Основатели Франции открыто провозгласили универсальные права всех людей во всем мире и отказались от почитания своеобразных обычаев и традиций нации во имя разума (что само по себе является фундаментальным принципом, имеющим значение и применение во всем мире). Неудивительно, что революционная элита в первые годы своего существования считала, что стоит только объявить миру о правах и разуме, и другие общества восстанут и примут их, либо самостоятельно, либо, возможно, в рамках какой-то федерации с Францией. Хотя эти политические принципы оказались надежным источником вдохновения для тех, кто собирался совершить революцию в других странах, политические институты, созданные французами, оказались трудновыполнимым продуктом для экспорта. Во многом это объясняется тем, что в период становления французского государства в нем непросто уживались друг с другом четыре элемента: (1) риторическое обращение к «народу», столь же полное и беспредельное, как и любое другое в мировой истории; (2) совпадение демократических выборов и, на практике, полномасштабной диктатуры комитетов; (3) чудовищно низкий уровень участия в выборах, когда они проводились; (4) казнь и изгнание большей части дворянства, духовенства и их союзников, не согласных с тем, что создание «свободы, равенства и братства» должно стать трансцендентной социальной целью нового государства.
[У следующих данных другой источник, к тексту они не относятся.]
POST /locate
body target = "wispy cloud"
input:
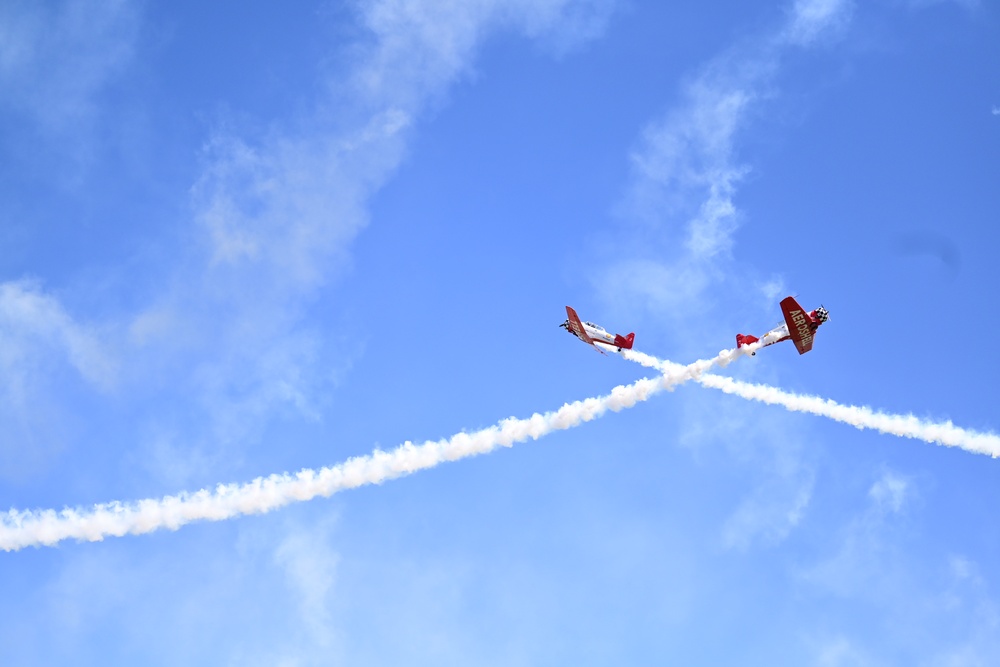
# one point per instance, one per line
(274, 213)
(44, 352)
(19, 529)
(56, 58)
(686, 170)
(814, 20)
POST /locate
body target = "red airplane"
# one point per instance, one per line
(799, 327)
(591, 333)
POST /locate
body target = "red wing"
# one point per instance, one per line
(576, 326)
(799, 323)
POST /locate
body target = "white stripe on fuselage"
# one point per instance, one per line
(598, 333)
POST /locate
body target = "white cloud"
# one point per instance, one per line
(890, 492)
(55, 59)
(44, 355)
(274, 215)
(33, 323)
(310, 567)
(686, 170)
(813, 20)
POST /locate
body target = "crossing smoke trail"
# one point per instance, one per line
(906, 426)
(19, 529)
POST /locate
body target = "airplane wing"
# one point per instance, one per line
(576, 326)
(799, 325)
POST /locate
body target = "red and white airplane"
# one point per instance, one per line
(799, 327)
(591, 333)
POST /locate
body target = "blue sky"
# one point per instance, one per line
(245, 239)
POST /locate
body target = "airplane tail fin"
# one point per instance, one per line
(624, 342)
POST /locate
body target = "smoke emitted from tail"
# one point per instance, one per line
(906, 426)
(19, 529)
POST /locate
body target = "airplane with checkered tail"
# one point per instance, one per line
(799, 327)
(594, 334)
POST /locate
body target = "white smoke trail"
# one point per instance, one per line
(19, 529)
(906, 426)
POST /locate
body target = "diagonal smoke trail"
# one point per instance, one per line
(906, 426)
(19, 529)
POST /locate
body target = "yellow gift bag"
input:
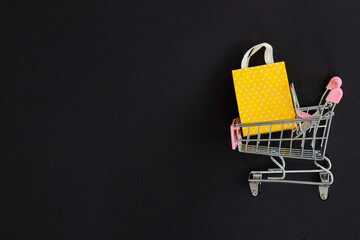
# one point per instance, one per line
(262, 92)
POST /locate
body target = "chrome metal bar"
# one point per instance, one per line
(258, 138)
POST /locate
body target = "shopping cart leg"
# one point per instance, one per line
(254, 186)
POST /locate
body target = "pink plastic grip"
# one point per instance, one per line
(334, 82)
(233, 133)
(302, 114)
(334, 95)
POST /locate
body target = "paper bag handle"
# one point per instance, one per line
(268, 56)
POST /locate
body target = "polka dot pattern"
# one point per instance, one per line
(263, 94)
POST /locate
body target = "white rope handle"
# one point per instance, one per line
(268, 56)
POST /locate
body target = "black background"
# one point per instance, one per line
(115, 119)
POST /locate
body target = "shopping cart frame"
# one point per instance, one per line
(308, 140)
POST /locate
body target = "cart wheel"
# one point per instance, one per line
(324, 189)
(254, 186)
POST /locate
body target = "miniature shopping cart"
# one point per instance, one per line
(307, 140)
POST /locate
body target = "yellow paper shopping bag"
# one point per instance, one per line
(262, 92)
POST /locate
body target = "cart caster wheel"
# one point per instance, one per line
(324, 192)
(254, 186)
(324, 189)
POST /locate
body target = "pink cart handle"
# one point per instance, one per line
(334, 95)
(335, 82)
(233, 133)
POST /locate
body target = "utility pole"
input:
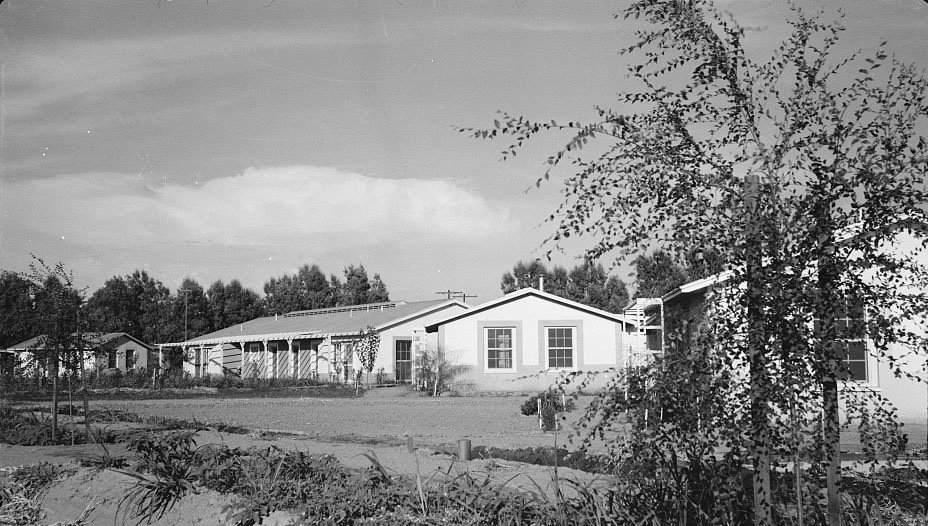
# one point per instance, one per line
(186, 293)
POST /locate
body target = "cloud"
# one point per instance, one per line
(260, 207)
(64, 70)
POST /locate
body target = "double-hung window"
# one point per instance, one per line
(499, 347)
(561, 342)
(851, 339)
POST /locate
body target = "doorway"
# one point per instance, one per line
(403, 360)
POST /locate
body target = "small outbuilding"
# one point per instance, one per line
(103, 352)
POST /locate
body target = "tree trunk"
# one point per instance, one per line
(829, 358)
(757, 357)
(84, 395)
(55, 355)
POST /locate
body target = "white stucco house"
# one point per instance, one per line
(690, 305)
(523, 340)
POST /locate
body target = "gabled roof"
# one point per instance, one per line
(524, 293)
(93, 340)
(697, 285)
(335, 321)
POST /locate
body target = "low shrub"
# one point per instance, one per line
(548, 399)
(549, 456)
(21, 491)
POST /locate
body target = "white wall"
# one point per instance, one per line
(599, 342)
(409, 331)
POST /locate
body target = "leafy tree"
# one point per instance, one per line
(772, 163)
(232, 304)
(356, 288)
(114, 307)
(16, 310)
(587, 284)
(308, 289)
(191, 311)
(57, 319)
(283, 295)
(378, 292)
(318, 293)
(523, 275)
(616, 295)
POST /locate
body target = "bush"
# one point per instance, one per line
(548, 399)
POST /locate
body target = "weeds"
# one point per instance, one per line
(21, 491)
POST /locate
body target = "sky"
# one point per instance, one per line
(241, 140)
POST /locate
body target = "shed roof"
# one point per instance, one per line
(336, 321)
(93, 339)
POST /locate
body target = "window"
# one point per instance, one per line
(850, 319)
(560, 341)
(499, 348)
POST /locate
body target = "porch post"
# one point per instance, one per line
(244, 371)
(295, 365)
(204, 363)
(267, 358)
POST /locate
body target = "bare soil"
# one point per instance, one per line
(351, 429)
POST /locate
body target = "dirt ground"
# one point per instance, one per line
(347, 428)
(375, 424)
(385, 415)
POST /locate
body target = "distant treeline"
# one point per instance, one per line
(144, 307)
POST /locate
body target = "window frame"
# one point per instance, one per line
(513, 344)
(548, 348)
(846, 321)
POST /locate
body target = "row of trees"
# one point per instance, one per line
(144, 307)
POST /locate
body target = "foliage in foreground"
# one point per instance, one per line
(35, 429)
(320, 490)
(21, 490)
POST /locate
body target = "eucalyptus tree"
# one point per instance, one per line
(772, 163)
(57, 320)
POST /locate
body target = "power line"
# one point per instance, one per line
(449, 293)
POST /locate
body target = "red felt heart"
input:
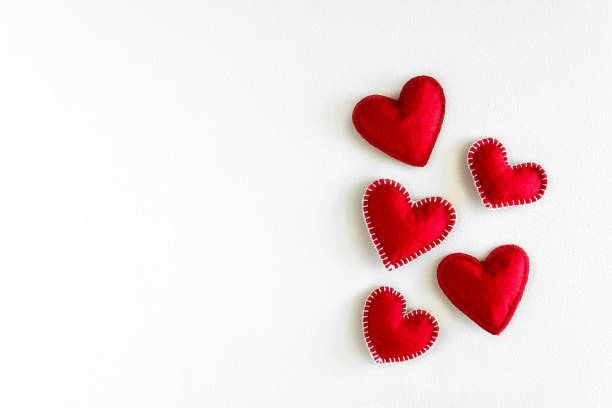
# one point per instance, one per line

Каждый из них создавал проблемы при попытке французов экспортировать свою революцию. Риторическое обращение к «народу» было, несомненно, искренним, но оно безвозвратно разбилось о вопрос о том, может ли воля народа быть «представлена» избранными делегатами. Так и не был разрешен спор между (1) коллективной мобилизацией жителей Парижа, которые могли выдвигать свои требования без посредничества (и поэтому были более подлинным выражением воли народа), и (2) Национальное собрание, которое основывалось на гораздо более традиционных представлениях о парламентской демократии. Фактически этот конкурс стал тем отверстием, через которое могла возникнуть тираническая диктатура со всеми сопутствующими ей кровавыми репрессиями против политического инакомыслия. Попытки отсеять волеизъявление народа в провинциях, в свою очередь, привели к созданию избирательного процесса, который одновременно дискриминировал низшие слои населения и, кроме того, был слишком сложным и требовал слишком много времени и сил для большинства людей. Результатом этого стало очень низкое участие в выборах даже при том режиме, который всецело опирался на народ как на причину своего существования. Самым прагматически успешным элементом создания Франции, как это ни парадоксально, стала казнь и изгнание тех представителей политической элиты, которые не смогли или не захотели принять новое государство. Хотя многие из изгнанников в конечном итоге вернулись во Францию, их исключение создало возможность для тех, кто не возражал против того, чтобы хотя бы на словах поддерживать новый режим, занять их место или иным образом оттеснить их в сторону. Подобно держателям облигаций Александра Гамильтона после основания Америки, интересы и претензии этой новой элиты оказались связанными с легитимностью нового французского государства и его приверженностью «свободе, равенству и братству».